Ve bir parantez: Bu zenginleşme yolu -siz gelenek de diyebilirsiniz- devam ediyor. Yarı çıplak, delik pabuçla gecekondulardan fırlayanlar, bir anda servetlerin efendisi oluyorlar.

David Fromkin yazıyor:

“İmparatorluk tutarsızdı. Osmanlı yöneticileri etnik bir grup değildi. Türkçe konuşmalarına karşın, çoğu Balkanlar ve diğer yörelerden getirilen kölelerin soyundan geliyordu. İmparatorluk tebaasının (Türkçe, Kürtçe, Slavca, Ermenice, Rumca, Arapça ve diğer dillerden konuşan halklar), pek az ortak yanı vardı. Çoğunlukla, birbirini sevmezlerdi.”

Bu soy özetinden sonra, günümüze gelirsek: Bugün, dünün devamıdır. TC kurulurken Türkçe konuşan ve Müslümanlığa geçtiğini söyleyen tüm kölelerin torunları, “Orta Asya’daki kıtlık ve kuraklıktan kaçmış Türk” olarak, kayıtlara geçtiler. Oysa, “Orta Asyalı Türkleri”nin tamamına yakını, sözü edilen bu coğrafyanın nerede olduğunu da bilmiyordu.

Böylece birbirine yabancı, dahası biri ötekine dostça bakmayan bir topluluk yarattılar. Tepelerinde oturanlar da, herkese düşman gözüyle bakıyor ve düşmanlarını yok edip sindirmek için, zindancılık, darağacı bekçiliği yapıyorlardı.

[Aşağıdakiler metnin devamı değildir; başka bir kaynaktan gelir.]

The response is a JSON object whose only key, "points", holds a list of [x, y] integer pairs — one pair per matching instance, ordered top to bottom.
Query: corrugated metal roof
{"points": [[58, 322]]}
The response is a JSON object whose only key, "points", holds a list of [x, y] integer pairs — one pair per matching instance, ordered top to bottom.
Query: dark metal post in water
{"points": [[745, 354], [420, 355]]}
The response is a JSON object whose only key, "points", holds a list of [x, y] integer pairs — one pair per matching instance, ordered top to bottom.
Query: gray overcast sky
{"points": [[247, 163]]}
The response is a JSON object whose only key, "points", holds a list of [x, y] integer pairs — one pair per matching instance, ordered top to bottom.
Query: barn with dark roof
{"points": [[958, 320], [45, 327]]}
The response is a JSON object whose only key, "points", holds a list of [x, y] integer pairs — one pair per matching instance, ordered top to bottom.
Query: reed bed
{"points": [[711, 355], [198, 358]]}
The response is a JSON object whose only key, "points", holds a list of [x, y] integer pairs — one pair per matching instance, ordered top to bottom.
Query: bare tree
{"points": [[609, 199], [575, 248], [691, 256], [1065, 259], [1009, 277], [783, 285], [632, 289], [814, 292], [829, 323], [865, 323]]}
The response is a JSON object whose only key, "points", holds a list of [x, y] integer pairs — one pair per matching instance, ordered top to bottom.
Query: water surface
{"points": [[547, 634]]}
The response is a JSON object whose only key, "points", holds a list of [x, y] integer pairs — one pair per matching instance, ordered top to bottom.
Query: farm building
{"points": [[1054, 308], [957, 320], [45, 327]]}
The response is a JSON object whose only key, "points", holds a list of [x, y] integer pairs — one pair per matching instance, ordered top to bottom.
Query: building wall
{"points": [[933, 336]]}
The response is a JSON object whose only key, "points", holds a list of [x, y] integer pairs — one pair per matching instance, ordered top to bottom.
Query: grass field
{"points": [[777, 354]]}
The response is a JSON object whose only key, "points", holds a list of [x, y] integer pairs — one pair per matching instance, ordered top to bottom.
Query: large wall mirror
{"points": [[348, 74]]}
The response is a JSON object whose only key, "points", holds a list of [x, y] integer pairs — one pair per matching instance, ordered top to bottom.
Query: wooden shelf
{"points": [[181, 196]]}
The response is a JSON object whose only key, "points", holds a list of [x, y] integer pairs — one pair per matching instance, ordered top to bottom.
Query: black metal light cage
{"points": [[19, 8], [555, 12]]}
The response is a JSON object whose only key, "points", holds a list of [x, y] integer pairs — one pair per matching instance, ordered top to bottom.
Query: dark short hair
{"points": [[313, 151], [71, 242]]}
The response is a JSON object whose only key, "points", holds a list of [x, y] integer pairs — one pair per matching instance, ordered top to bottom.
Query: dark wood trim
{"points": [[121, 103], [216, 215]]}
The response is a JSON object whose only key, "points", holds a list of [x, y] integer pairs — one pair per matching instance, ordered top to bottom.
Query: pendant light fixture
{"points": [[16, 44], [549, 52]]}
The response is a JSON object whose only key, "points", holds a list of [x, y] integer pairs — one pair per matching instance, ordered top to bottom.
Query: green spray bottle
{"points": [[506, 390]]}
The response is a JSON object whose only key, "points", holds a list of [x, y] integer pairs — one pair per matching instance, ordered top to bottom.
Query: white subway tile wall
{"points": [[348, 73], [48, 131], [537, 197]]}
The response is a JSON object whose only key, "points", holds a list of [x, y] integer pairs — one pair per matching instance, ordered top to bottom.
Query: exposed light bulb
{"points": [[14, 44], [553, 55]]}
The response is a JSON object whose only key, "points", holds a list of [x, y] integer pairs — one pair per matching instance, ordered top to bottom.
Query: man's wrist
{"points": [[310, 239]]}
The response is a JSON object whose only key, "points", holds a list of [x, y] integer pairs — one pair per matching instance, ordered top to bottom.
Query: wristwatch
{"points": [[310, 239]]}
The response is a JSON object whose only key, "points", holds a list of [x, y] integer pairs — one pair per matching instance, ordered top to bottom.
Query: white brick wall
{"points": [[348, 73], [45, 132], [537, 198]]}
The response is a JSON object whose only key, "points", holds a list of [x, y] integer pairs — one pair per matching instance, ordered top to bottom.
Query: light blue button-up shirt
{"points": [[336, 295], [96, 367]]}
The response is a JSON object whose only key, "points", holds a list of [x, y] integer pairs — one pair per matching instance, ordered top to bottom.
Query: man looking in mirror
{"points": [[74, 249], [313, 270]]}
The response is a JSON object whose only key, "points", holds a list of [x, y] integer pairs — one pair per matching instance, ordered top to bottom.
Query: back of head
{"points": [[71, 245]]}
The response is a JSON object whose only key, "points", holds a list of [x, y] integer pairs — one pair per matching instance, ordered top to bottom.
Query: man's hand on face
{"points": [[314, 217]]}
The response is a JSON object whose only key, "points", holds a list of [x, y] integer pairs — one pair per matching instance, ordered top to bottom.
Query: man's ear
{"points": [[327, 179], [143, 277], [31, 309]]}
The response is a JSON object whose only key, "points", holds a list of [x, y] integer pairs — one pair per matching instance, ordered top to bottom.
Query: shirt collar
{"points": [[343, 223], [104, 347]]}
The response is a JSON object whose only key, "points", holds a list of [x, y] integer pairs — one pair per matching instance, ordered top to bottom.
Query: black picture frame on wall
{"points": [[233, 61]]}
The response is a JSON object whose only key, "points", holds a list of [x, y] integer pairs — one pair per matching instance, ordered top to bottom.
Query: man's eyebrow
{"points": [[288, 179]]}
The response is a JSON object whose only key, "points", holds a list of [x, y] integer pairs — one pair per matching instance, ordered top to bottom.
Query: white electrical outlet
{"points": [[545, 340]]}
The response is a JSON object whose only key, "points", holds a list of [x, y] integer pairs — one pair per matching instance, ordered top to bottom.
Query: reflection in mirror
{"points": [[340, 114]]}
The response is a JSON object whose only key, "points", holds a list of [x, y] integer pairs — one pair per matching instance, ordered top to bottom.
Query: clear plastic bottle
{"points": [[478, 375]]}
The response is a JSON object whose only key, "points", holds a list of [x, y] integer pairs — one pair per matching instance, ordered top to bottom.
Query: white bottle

Böylece yurttaş yok, dost ve düşman vardı. Düşmanlık TC’nin kuruluşuna işledi. Devam ediyor. Bugün Kürtlere çektirilen bela, bu kudümsüzlüktendir.

Bugünkü çetecilik, talan ve hırsızlıkta da dünün devamıdır.

Efrîn’den sonra Girê Spî ve Serêkaniyê’nin işgalinden sonra, düşman Kürtlerin 1 milyonu toprağından sürüldü. Kürt evleri ve mülkleri gasp edilip Araplara dağıtıldı. Barbarlık bu ya, dilleri bile yasaklandı. Okulları kapatıldı. Yol tabelaları değiştirildi.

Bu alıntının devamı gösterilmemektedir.